Targeted DNA Sequencing Helps Find Targeted Therapy for Patients with NSCLC

Genomic Changes and Targeted Therapy for NSCLC

Advances in studying genomic changes in NSCLC have completely changed the concept of treating this disease. Targeted therapies using epidermal growth factor receptor (EGFR) inhibitors, tyrosine kinase inhibitors (TKI), and anaplastic lymphoma kinase (ALK) inhibitors have become the standard treatment for patients with genetic changes suitable for targeted therapy, replacing chemotherapy. Mutations in the EGFR and ALK genes are now routinely tested before initiating NSCLC treatment.

The development of next-generation sequencing (NGS) techniques has provided a highly effective approach to identifying multiple genomic changes. The sensitivity of NGS in detecting somatic mutations in cancer is higher compared to traditional molecular testing, allowing the detection of changes that routine testing may miss. However, there is currently no evidence that the use of NGS actually improves treatment outcomes in NSCLC patients. Moreover, the high cost of whole-genome sequencing must be taken into account.

The authors of the presented study thus decided to conduct a retrospective analysis of a cohort of patients who underwent targeted sequencing of a panel of genes associated with cancer in routine clinical practice.

Study Methodology

The analysis included data from 209 NSCLC patients, in whom routine molecular testing did not reveal any changes in the EGFR or ALK genes and who subsequently underwent DNA sequencing using the NGS technique. A panel of 380 cancer-related genes was sequenced.

The median age of the patients was 59 years, with 46% having never smoked. 93.3% had adenocarcinoma, 2.9% had pleomorphic carcinoma, 1.9% had squamous cell carcinoma, 0.5% had sarcomatoid carcinoma, and 1.4% had poorly differentiated tumors.

Results

DNA sequencing revealed genomic changes suitable for targeted therapy in 31% of patients. These included mutations in the EGFR, BRAF, MET, or ERBB2 genes, as well as ALK, ROS1, or RET fusions. Out of the 64 patients with actionable changes, 28 received appropriate targeted therapy (15 cases of anti-EGFR, 3 of anti-ALK, 1 of anti-ROS, 8 of anti-RET, and 1 of anti-BRAF therapy).
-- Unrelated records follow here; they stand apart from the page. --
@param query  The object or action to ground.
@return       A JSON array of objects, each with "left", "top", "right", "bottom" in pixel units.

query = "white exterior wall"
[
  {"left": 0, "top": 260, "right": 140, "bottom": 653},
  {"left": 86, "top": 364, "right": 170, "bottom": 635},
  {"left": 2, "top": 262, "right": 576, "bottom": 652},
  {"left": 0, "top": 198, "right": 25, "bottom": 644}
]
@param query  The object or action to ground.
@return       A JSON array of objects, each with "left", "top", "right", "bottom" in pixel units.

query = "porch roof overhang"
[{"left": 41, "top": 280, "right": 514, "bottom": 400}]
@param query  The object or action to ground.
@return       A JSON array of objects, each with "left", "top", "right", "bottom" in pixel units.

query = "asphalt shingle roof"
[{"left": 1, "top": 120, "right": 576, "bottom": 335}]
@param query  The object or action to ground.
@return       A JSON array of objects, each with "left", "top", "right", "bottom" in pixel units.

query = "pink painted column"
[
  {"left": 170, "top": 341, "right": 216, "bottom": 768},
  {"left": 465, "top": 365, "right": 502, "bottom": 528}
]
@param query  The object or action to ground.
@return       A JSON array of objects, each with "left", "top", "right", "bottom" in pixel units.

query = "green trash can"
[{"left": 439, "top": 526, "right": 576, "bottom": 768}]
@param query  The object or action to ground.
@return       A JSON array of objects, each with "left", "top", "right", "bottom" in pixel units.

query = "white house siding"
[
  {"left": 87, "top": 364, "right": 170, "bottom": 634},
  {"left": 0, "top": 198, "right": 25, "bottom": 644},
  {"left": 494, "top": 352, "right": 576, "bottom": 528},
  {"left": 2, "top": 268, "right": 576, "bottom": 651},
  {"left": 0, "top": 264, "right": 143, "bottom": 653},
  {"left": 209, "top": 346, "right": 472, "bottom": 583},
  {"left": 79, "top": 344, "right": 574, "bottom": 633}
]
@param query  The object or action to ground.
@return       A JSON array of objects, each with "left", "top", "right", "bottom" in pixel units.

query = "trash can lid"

Significant differences were observed in overall survival (OS) among patients without actionable changes (OS 20.1 months), patients with actionable changes who did not receive targeted therapy (OS 17.1 months), and patients who received targeted therapy (OS 66.2 months; p < 0.001).

Conclusion

Targeted DNA sequencing may offer better treatment options for some NSCLC patients. Patients with negative routine tests for EGFR and ALK mutations may still significantly benefit from targeted therapy based on the sequencing of a broader panel of genes.

(este)

Source: Byeon S., Lee B., Park W.-Y. et al. Benefit of targeted DNA sequencing in advanced non-small-cell lung cancer patients without EGFR and ALK alterations on conventional tests. Clin Lung Cancer 2020; 21 (3): e182–e190, doi: 10.1016/j.cllc.2019.11.006.